Ceux qui suivent ce blog régulièrement connaissent déjà Vinland Saga de Makoto Yukimura, une des deux seules séries manga que je suive au rythme de leurs sorties. J’ai une incroyable sympathie pour celle publiée par Kurokawa, qui arrive toujours à surprendre le lecteur. Un mangaka qui se renouvelle sur la longueur mérite qu’on le défende. Surtout quand en plus il vous offre une plongée dans la culture viking.

Vinland Saga: Fuir un monde dont vous ne voulez pas.

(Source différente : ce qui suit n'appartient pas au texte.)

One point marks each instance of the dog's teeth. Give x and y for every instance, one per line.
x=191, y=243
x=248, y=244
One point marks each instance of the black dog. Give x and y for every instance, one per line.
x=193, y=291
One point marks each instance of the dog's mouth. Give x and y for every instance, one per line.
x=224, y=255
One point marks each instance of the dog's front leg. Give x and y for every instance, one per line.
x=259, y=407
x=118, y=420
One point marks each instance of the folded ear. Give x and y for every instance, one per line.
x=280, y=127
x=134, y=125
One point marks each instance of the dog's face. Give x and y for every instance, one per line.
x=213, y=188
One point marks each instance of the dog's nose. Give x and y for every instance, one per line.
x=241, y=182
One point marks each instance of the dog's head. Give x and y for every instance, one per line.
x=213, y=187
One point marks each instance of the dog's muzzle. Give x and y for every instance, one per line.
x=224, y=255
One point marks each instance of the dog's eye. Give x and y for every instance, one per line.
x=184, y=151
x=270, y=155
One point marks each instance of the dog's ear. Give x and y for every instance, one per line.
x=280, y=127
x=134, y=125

Thorfinn, Leiff et le reste de l’équipage se préparent à partir pour la lointaine Grèce afin de réunir les fonds nécessaires à leur périple pour le Vinland. Mais le départ doit se précipiter. Les vikings accueillent à leur bord Gudrid, la jeune femme qui devait épouser le fils du financier de leur voyage. Ayant blessé son mari, elle n’a plus d’avenir sur l’île qui l’accueillait. Et Thorfinn voit en elle une personne à protéger, même si cela implique d’avoir des poursuivants. De toute façon, le vrai danger viendra sur le chemin. Issu du passé de Thorfinn.

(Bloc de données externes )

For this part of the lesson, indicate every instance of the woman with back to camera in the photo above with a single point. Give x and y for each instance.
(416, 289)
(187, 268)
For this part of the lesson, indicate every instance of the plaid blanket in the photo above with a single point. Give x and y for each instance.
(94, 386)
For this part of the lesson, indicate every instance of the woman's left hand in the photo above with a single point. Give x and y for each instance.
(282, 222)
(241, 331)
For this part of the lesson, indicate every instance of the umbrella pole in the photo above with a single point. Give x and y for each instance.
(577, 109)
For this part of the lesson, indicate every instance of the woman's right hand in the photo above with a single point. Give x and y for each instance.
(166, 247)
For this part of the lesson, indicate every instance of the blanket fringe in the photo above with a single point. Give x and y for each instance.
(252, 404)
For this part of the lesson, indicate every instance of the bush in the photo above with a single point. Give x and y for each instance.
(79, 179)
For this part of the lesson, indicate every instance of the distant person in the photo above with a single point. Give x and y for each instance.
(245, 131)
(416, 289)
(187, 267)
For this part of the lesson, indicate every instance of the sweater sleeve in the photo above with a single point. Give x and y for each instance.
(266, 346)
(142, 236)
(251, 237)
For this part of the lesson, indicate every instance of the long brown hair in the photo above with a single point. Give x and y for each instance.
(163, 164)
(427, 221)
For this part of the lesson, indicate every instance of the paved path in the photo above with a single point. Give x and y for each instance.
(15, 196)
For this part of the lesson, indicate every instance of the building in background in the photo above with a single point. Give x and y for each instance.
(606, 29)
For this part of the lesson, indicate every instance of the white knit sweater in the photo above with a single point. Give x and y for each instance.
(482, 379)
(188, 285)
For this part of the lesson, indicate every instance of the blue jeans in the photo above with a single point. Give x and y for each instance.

Makoto Yukimura ou le vrai sens de la paix.

N’allez pas croire qu’un manga sur les vikings sera sanglant, avec pillages toutes les dix pages. Vinland Saga a été cela. Mais Makoto Yukimura  a voulu aller plus loin. Les scènes de combats ne durent plus que quelques pages et viennent surtout préparer la trame narrative principale. Elles sont prétextes à discussions, a échanges. Thorfinn chemine autant par l’esprit que par la mer. Un échange avec Gudrid autour de ce que peut être la justice et la paix dans la culture viking s’avère particulièrement éclairant. Avec une projection aisée vers nos sociétés modernes et les débats sur la peine de mort. Une société peut elle prétendre à être juste quand elle tue ceux qui tuent? Franquin avait trouvé la réponse à cette question dans Idées Noires.

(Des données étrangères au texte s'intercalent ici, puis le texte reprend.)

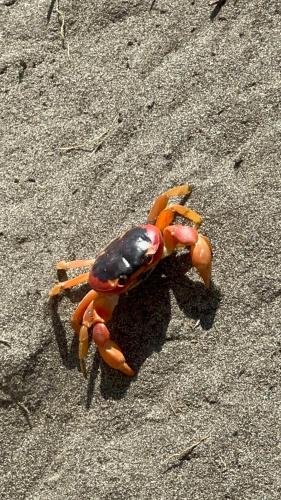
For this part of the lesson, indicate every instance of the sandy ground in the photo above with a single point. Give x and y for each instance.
(152, 94)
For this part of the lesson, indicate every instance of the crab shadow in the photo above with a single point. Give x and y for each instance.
(140, 322)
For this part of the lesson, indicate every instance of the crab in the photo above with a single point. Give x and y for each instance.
(126, 262)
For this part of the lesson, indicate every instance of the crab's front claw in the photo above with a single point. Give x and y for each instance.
(110, 351)
(201, 258)
(113, 356)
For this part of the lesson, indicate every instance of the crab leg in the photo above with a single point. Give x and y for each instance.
(166, 217)
(63, 285)
(109, 350)
(87, 322)
(161, 202)
(78, 314)
(200, 248)
(74, 264)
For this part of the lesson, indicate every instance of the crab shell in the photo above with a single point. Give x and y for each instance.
(127, 260)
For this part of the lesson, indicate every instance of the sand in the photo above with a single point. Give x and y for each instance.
(103, 108)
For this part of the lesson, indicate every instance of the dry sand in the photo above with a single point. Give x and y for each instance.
(183, 92)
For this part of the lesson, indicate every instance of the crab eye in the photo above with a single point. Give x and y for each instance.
(147, 259)
(122, 279)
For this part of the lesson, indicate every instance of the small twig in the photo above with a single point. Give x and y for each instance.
(185, 453)
(61, 20)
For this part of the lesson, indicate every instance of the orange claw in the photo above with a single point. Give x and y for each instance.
(113, 356)
(201, 258)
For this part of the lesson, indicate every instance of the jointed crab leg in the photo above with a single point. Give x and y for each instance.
(166, 217)
(63, 285)
(75, 264)
(95, 309)
(161, 202)
(109, 350)
(84, 336)
(200, 247)
(78, 314)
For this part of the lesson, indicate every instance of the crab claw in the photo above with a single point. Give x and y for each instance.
(109, 350)
(113, 356)
(201, 258)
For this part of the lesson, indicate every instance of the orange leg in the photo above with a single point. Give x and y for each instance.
(74, 264)
(63, 285)
(162, 201)
(109, 350)
(87, 322)
(200, 248)
(166, 217)
(78, 314)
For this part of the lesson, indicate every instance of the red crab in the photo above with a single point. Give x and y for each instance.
(124, 263)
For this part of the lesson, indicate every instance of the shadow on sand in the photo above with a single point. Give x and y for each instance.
(140, 322)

Débats, réflexions, et aussi lourdeur du quotidien qui vient apporter un peu de légèreté à cette histoire très cérébrale. Le bébé de la couverture et le personnage de Gudrid viennent apporter cette touche. Makoto Yukimura aime mettre en scène ces moments banals et parfois ridicules. Quitte à appliquer ce traitement à son héros dans de banales scènes de siestes infantiles

Un dessin que vous ne pourrez pas rejeter.

Comment ne pas aimer le dessin de Makoto Yukimura? A partir du moment où on aime le manga? Avec ses assistants, il propose des pages fortes, composées avec un sens du rythme qui guide vraiment notre lecture. Les cases de combat, car il y en a quelques unes, son toujours aussi impressionnante par la puissance qu’elles dégagent. Mais regardez de près les cases de dialogues. Et admirez comment chaque plan est travaillé, contrairement aux habitudes du genre. Et comme le scénario le permet, les cases comiques typiques du manga prennent plus de place. Mais sans que ça ne vienne perturber la lecture. Il y a de l’authenticité dans ces cases qui nous les rendent acceptables.

Alors oui, je continue de vous inviter au voyage que constitue Vinland Saga tome 16. Makoto Yukimura prend son temps pour développer son histoire, mais à aucun moment on ne songerait à lui reprocher.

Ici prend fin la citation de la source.